Whether sea, macrobiotic, or table, any salt is basically sodium chloride.
The difference occurs in the processing (or lack of) and like most other processed foods, table salt comes with some health risks.
First it is heated to break the molecular structure, then stripped of all “impurities,” such as naturally occurring minerals. Salt refiners take this now “pure” product and add aluminum compounds to help keep it dry and pourable. Potassium iodide replaces the naturally occurring iodine salts, and according to Sally Fallon, “in order to stabilize the volatile iodide compound, processors use dextrose which turns the iodized salt a purplish color. A bleaching agent is then necessary to restore whiteness to the salt.”
Mmm mmm good.
How do we get to high blood pressure and other maladies associated with salt intake? According to the American Heart Association, salt added at the table accounts for only 5% - 10% of our daily intakes.
Processed foods, fast foods, and most restaurant foods are what’s doing people in. The rest of the 1500 to 2300 recommended daily milligrams shows up in bread, processed cheese, happy meals and Lean Cuisine, tomato sauce, lunch at Panera — even cereal if you are still eating it, has sodium.
Tip: Chicken is the worst offender in the fast food world for sodium content.
Due to the brilliant scientists on staff at the major food manufacturers, more salt than you could ever add in by hand is neatly woven in with other flavors — sugar for one — so foods stay fresh longer and pretty much addict your taste buds from day one. If you ever want the inside scoop on how nefarious this science experiment is, please read The End Of Overeating by Dr. David. A. Kessler. It’s mind-blowing how precise the science is of getting us to adapt to ever-increasing salty and sweet tastes — thereby wanting to eat more which means we have to purchase more.
But I digress.
There is no debating that a diet high in processed foods will compromise your heart health and cause bones to lose calcium as a way to balance this overload sodium.
Debate point. It has been pointed out that some people and populations need more added salt than others. If you eat a sea plants or fish-based diet you will get more naturally occurring salt, and therefore need less than someone who lives inland and eats less.
People who eat more raw foods get more enzymatic activity from their foods. This not only promotes health but it aids in digestion. Those who cook most of their foods will likely need some added salt to participate in the activation of digestive enzymes.
What about the flavor salt adds? Most of us like some salt on our food. Ask anyone who has had their salt restricted by their physician for health reasons and they’ll tell you how bland some foods are without it. I’m not going to tell anyone to ignore his or her doctor’s recommendation. I am going to suggest that if you prepare clean, healthy foods, in a way that keeps them healthy — steamed, broiled, pan seared, not fried — and you sprinkle on some small chunks of let’s say, my current favorite, Hawaiian Pink Jurassic salt, I’ll bet your blood pressure will not increase. If you live on mostly cooked foods you stand to benefit from some sea salt.

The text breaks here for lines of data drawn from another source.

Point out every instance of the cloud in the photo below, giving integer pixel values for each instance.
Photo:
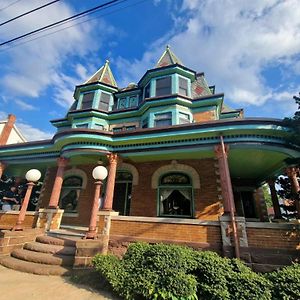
(32, 67)
(33, 134)
(234, 43)
(25, 106)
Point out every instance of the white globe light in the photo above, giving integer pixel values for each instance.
(33, 175)
(99, 173)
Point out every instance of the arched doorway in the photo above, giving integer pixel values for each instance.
(70, 192)
(175, 198)
(122, 193)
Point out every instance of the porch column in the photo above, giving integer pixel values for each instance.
(113, 160)
(229, 206)
(224, 184)
(292, 175)
(2, 168)
(54, 199)
(274, 197)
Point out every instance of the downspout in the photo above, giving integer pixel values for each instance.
(231, 201)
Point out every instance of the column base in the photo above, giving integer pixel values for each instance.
(49, 218)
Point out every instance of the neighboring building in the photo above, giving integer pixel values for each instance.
(9, 133)
(162, 141)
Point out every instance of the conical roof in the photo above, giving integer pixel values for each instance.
(168, 58)
(104, 75)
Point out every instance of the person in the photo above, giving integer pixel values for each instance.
(9, 199)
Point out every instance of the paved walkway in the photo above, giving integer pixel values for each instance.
(16, 285)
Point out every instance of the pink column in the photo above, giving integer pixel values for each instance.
(54, 199)
(274, 197)
(22, 214)
(2, 168)
(113, 159)
(91, 234)
(221, 156)
(221, 152)
(292, 174)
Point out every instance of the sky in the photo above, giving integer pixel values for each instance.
(249, 49)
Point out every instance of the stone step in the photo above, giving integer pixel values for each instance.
(46, 248)
(33, 268)
(44, 239)
(43, 258)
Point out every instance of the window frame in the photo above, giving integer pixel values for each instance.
(188, 187)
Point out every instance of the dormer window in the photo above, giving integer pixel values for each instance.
(164, 119)
(104, 101)
(163, 86)
(87, 100)
(147, 91)
(183, 86)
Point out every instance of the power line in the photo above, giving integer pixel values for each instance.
(78, 23)
(29, 12)
(102, 6)
(9, 5)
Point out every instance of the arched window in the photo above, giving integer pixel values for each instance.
(70, 193)
(122, 193)
(175, 197)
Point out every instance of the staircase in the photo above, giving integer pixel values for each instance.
(48, 255)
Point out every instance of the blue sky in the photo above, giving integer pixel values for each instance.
(249, 49)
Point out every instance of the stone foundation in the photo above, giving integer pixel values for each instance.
(10, 240)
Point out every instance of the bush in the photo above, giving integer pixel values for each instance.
(222, 278)
(151, 271)
(286, 283)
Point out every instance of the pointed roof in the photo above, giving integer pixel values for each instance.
(104, 75)
(168, 58)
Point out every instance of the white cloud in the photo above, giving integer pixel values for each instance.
(33, 134)
(25, 106)
(233, 42)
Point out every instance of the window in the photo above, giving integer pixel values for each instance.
(104, 101)
(183, 86)
(122, 193)
(99, 127)
(147, 91)
(117, 129)
(131, 127)
(82, 125)
(87, 100)
(164, 119)
(184, 118)
(175, 195)
(70, 193)
(122, 103)
(145, 123)
(133, 101)
(163, 86)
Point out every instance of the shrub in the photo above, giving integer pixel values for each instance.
(151, 271)
(221, 278)
(286, 283)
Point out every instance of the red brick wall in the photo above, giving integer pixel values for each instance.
(207, 205)
(205, 235)
(273, 238)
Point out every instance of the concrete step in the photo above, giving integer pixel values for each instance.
(43, 258)
(33, 268)
(44, 239)
(46, 248)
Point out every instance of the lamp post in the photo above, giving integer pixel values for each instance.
(32, 176)
(99, 174)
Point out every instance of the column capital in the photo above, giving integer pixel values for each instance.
(62, 162)
(112, 158)
(219, 150)
(291, 171)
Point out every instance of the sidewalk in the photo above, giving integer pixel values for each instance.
(22, 286)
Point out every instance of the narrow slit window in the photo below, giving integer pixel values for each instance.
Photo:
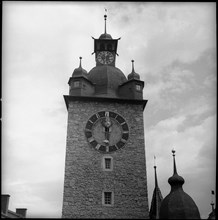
(107, 163)
(107, 198)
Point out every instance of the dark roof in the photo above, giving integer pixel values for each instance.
(178, 204)
(105, 36)
(106, 79)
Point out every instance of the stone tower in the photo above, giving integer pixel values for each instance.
(105, 166)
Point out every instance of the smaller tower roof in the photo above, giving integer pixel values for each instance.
(178, 204)
(133, 74)
(79, 71)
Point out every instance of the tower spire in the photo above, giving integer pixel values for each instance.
(80, 62)
(105, 21)
(156, 199)
(155, 172)
(174, 162)
(212, 203)
(132, 66)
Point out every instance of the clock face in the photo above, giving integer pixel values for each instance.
(107, 131)
(105, 57)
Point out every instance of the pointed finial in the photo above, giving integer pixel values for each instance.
(105, 19)
(155, 172)
(132, 65)
(80, 62)
(174, 161)
(154, 161)
(212, 203)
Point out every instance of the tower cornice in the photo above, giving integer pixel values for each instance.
(68, 99)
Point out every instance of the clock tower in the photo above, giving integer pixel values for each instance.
(105, 165)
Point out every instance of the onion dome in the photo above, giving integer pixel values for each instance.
(105, 36)
(79, 71)
(178, 204)
(106, 79)
(133, 74)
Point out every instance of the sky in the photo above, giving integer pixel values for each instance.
(174, 48)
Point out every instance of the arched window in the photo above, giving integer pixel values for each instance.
(102, 47)
(109, 47)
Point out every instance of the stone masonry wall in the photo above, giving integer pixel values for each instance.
(85, 179)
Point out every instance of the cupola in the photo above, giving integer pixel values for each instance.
(79, 82)
(79, 71)
(178, 204)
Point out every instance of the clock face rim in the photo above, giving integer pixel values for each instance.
(91, 123)
(101, 61)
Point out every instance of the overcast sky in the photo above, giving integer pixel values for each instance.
(174, 48)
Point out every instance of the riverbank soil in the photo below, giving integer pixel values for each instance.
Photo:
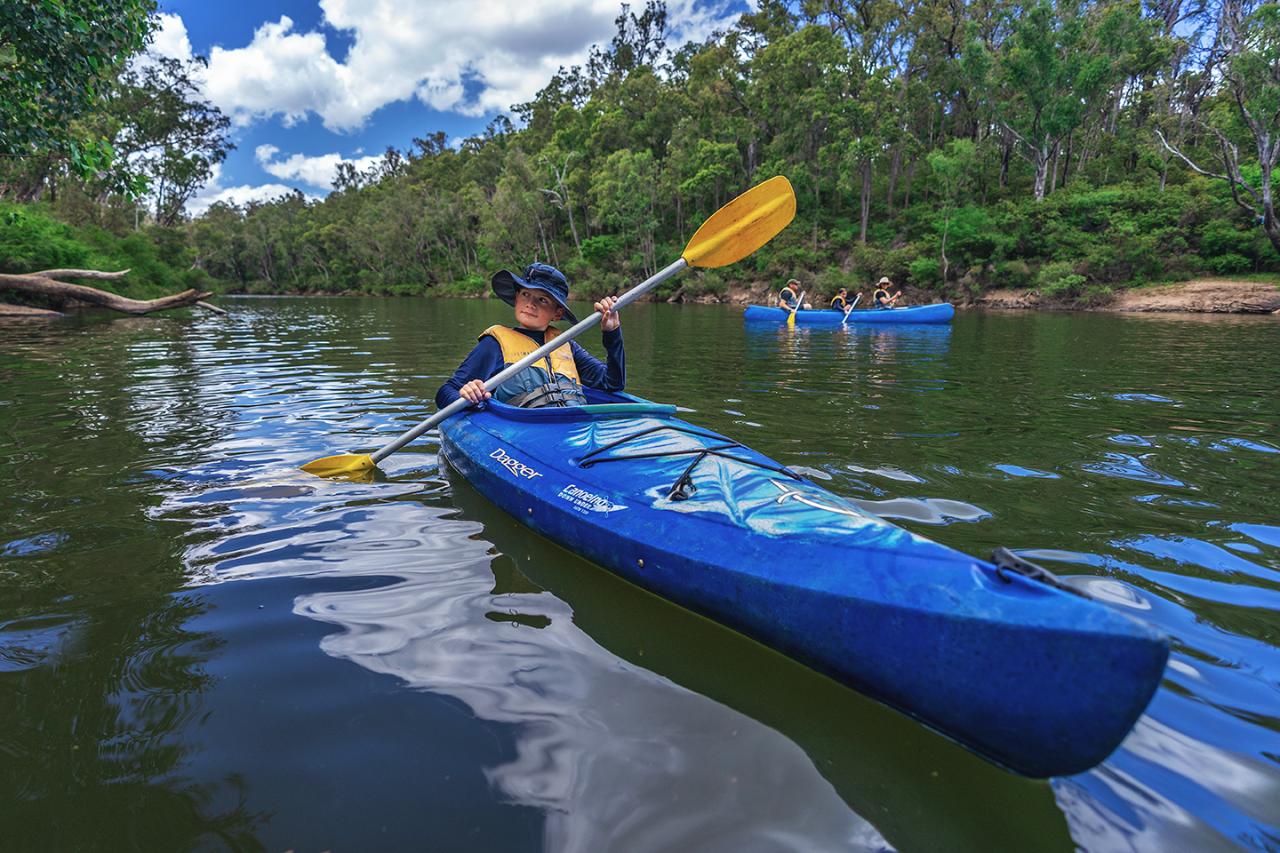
(1201, 296)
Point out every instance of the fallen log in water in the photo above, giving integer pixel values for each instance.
(45, 284)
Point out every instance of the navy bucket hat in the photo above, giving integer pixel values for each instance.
(538, 277)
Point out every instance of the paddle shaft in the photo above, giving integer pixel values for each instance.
(540, 352)
(853, 305)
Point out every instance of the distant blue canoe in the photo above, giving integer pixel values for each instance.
(936, 313)
(1028, 674)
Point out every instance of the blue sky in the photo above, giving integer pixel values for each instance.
(310, 83)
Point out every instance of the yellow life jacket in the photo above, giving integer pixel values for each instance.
(554, 381)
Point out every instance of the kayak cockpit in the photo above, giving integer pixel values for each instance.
(600, 405)
(684, 486)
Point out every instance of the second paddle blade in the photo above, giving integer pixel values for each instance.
(347, 465)
(743, 226)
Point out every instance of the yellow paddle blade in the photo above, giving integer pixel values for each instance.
(743, 226)
(342, 465)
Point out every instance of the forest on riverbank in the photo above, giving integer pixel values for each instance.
(1063, 146)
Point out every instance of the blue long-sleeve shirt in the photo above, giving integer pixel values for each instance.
(485, 360)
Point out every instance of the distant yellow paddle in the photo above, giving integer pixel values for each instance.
(730, 235)
(791, 318)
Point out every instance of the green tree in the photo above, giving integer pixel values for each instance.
(952, 169)
(168, 132)
(1247, 112)
(58, 60)
(1052, 71)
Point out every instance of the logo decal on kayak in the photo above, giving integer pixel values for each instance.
(513, 464)
(792, 495)
(586, 501)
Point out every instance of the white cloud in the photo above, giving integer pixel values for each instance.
(278, 73)
(501, 50)
(213, 192)
(314, 170)
(169, 40)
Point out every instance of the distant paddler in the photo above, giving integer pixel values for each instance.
(881, 299)
(789, 297)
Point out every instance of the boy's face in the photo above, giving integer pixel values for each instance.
(536, 310)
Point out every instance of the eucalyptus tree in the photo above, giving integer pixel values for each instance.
(1056, 67)
(168, 132)
(58, 63)
(1247, 112)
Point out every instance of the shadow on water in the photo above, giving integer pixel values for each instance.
(100, 673)
(918, 789)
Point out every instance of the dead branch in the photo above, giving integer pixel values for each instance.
(44, 284)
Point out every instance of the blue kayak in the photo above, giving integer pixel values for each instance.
(1018, 667)
(937, 313)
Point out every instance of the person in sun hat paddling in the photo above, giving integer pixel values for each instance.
(881, 299)
(539, 297)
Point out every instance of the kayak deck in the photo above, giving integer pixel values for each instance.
(1034, 678)
(936, 313)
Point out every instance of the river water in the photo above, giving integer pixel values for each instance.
(204, 648)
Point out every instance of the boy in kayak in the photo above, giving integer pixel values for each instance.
(539, 297)
(881, 299)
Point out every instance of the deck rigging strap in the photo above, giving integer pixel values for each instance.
(684, 486)
(1008, 561)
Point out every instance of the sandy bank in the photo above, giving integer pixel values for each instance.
(1200, 296)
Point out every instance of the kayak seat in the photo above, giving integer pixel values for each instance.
(684, 486)
(589, 411)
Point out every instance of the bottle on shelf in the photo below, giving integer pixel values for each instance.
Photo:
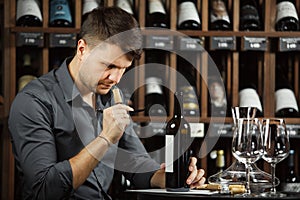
(88, 6)
(186, 82)
(188, 17)
(285, 100)
(177, 148)
(291, 182)
(219, 18)
(157, 15)
(29, 13)
(28, 73)
(125, 5)
(248, 96)
(60, 14)
(220, 161)
(218, 99)
(249, 16)
(286, 16)
(155, 101)
(217, 103)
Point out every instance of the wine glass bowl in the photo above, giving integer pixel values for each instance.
(276, 147)
(247, 145)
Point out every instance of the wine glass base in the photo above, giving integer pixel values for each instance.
(273, 194)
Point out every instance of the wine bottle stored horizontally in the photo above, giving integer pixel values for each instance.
(249, 16)
(29, 13)
(125, 5)
(285, 100)
(177, 140)
(219, 18)
(157, 15)
(60, 14)
(188, 17)
(286, 16)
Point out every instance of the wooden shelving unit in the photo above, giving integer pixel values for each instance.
(266, 65)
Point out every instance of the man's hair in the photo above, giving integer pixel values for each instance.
(115, 26)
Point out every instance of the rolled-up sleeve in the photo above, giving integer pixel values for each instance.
(34, 146)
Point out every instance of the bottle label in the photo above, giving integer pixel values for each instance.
(286, 9)
(60, 10)
(153, 86)
(285, 98)
(187, 11)
(219, 12)
(249, 98)
(125, 5)
(156, 6)
(89, 5)
(28, 7)
(169, 153)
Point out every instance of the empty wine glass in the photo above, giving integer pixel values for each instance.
(276, 148)
(247, 145)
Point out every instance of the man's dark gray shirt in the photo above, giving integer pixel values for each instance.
(50, 123)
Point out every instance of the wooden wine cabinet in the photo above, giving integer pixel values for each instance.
(276, 43)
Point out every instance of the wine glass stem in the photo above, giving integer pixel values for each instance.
(248, 169)
(273, 169)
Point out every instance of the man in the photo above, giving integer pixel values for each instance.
(67, 132)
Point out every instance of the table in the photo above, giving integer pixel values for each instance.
(161, 194)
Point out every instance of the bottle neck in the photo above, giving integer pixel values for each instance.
(178, 105)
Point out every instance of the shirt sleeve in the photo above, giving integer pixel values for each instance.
(34, 146)
(134, 161)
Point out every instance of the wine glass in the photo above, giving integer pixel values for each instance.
(247, 145)
(276, 147)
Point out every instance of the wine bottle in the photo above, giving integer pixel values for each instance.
(29, 13)
(188, 17)
(249, 16)
(157, 15)
(125, 5)
(60, 13)
(155, 99)
(186, 81)
(220, 161)
(248, 96)
(88, 6)
(285, 100)
(177, 154)
(292, 177)
(219, 18)
(218, 100)
(286, 16)
(27, 72)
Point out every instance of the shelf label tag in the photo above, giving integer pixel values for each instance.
(190, 44)
(289, 44)
(30, 39)
(254, 43)
(62, 40)
(224, 43)
(160, 42)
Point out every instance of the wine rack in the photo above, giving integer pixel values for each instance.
(231, 47)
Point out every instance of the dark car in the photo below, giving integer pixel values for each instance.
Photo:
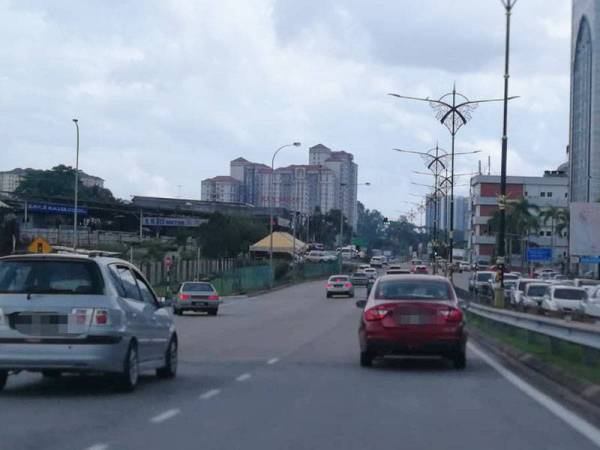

There are some people who are extremely salt-sensitive, this is not a recommendation for you. (In this case something else is out of balance but that’s another conversation.)
When using sea salts, add them to the foods right as they come out of the pan. This will preserve the mineral content, and the odd grain of sea-tasting salt on a bite of food is an experience.
Bottom line: sea salt contains necessary minerals, enhances the flavor of foods, and is not going to put anyone in an early grave.
Throw away your table salt — and if the sea salt you are buying is pure white, buyer beware, all of the naturally occurring minerals have been stripped out.